National is coming under renewed attack over an unpaid GST debt to several broadcasters.
It is now almost 11 months since National confirmed an error in the way it spent its $900,000 allocation for television and radio advertising in last year's election campaign.
The mistake - which was put down to a "misunderstanding" between National and its advertising booking agency - meant the party did not add GST on to its expenditure.
As a result, National has a GST bill of $112,000 that it believes it cannot pay because it would knowingly breach its Broadcasting Act spending cap if it did.
Broadcasters that ran the party's advertisements last year - including TVNZ, TV3, Sky and Prime - have had to pay the GST to Inland Revenue.
The situation has left National wide open to attacks from Labour, which yesterday seized on every opportunity it could to call for the party to "pay it back".
National president Judy Kirk last night said the party wanted to pay, but legally it couldn't.
"The Broadcasting Act is quite clear," she said.
Asked if it was satisfactory that broadcasters were footing National's bill, Mrs Kirk said, "Absolutely not. But the law says we're intentionally breaking the law if we do [pay it]."
National would potentially face a fine of $100,000 if it did pay the goods and services tax.
There is concern within the party that the person judged to have broken the law could be the one who signed the cheque to pay the bill.

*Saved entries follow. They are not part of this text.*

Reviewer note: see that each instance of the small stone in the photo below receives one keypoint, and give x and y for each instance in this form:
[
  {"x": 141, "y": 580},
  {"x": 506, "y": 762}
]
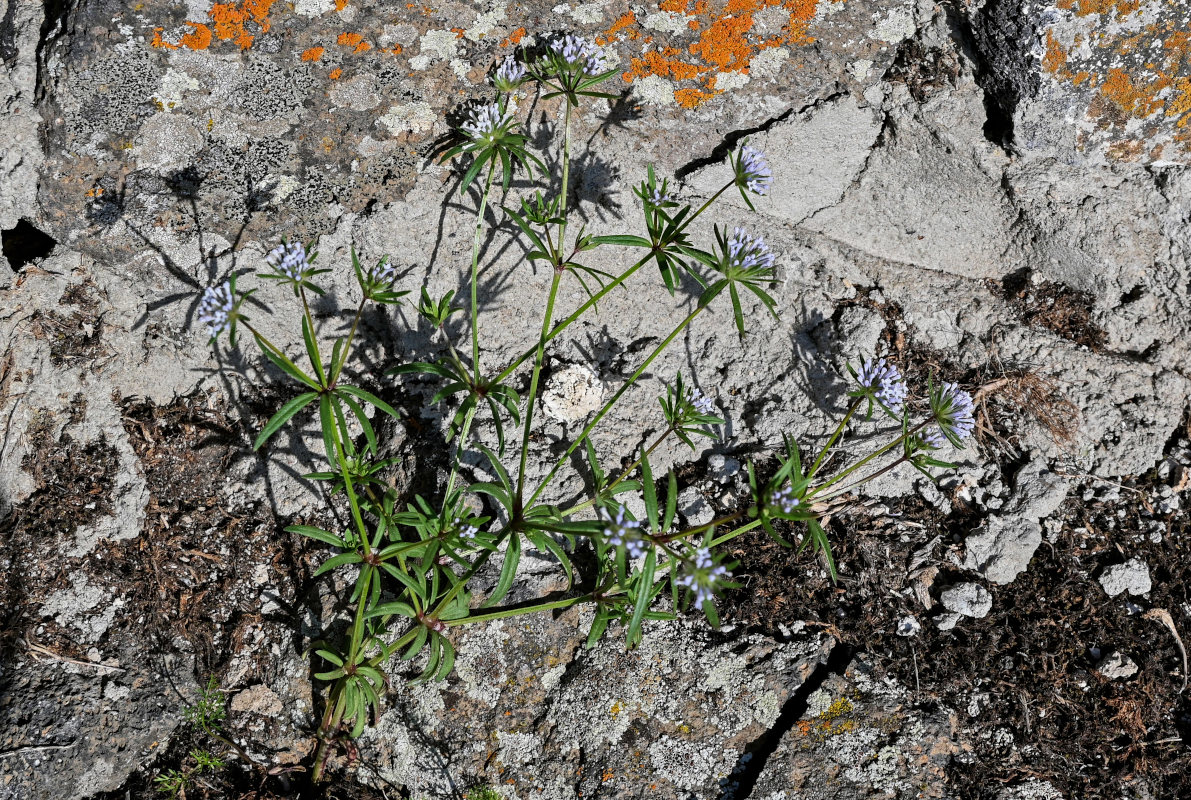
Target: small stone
[
  {"x": 909, "y": 625},
  {"x": 257, "y": 699},
  {"x": 947, "y": 622},
  {"x": 967, "y": 600},
  {"x": 1117, "y": 667},
  {"x": 1132, "y": 576}
]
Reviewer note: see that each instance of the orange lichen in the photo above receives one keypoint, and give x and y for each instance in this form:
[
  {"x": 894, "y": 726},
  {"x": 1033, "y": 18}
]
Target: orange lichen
[
  {"x": 1055, "y": 55},
  {"x": 725, "y": 42},
  {"x": 229, "y": 23},
  {"x": 1087, "y": 7},
  {"x": 513, "y": 38},
  {"x": 354, "y": 41}
]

That could potentially be the party's new general manager, who will be named today.
National could choose to take a risk and pay, given that police did not prosecute Labour over its election pledge card. But it instead appears to be pinning its hopes on getting a private member's bill - which would allow it to pay without breaking the law - drawn in the parliamentary ballot.
Leader Don Brash has tried to introduce the bill before, but New Zealand First, the Maori Party and the Greens blocked it.
The irony of National wanting to use legislation has not been lost on Finance Minister Michael Cullen, who noted the party had been vehemently opposed to legislation to validate election spending recently found to have been unlawful.
A spokesman for the owner of TV3, CanWest MediaWorks, yesterday said the company was still in talks to recover the $16,000 National owed.
"We've been talking for a long time," he said. "We've been patient up until now."
He said National was "anxious" to resolve the situation.
A Sky spokesman said the company was talking to National and he was confident of a positive outcome.
TVNZ is owed about $57,000, and said it had rejected taking legal action to get the money.